Returns a tibble with the matched names in Matched.Genus, Matched.Species for binomial names, and Matched.Infraspecies for valid infra species names.

Arguments

splist

A vector containing the species list.

max_dist

Maximum edit distance used in fuzzy matching steps. Defaults to 2 (the default in fuzzyjoin::stringdist_left_join()).

save_ambiguous

Logical flag. If TRUE, ambiguous fuzzy genus matches are exported to disk.

ambiguous_path

File path used when save_ambiguous = TRUE. Defaults to "ambiguous_genera.csv".

Details

The function first attempts to directly match species names with exact matches in the database (genus and specific epithet, or genus, specific epithet, and infra species). If no exact match is found, the function performs a fuzzy match using the fuzzyjoin package with optimal string alignment distance as implemented in stringdist.

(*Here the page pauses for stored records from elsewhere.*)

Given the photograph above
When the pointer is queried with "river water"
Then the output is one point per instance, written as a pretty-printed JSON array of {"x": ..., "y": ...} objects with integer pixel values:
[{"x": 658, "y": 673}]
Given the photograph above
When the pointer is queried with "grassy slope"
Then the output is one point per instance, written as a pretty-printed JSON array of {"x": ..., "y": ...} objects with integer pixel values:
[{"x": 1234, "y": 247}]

The maximum edit distance can be controlled through max_dist.

The function matching_ppendemic returns a tibble with new columns Matched.Genus, Matched.Species, and Matched.Infraspecies, containing the matched names or NA if no match was found.

Additionally, a logical column is added for each function called, allowing users to see which functions were applied to each name during the matching process. If a process column shows NA, the corresponding function was not called for that name because it was already matched by a preceding function.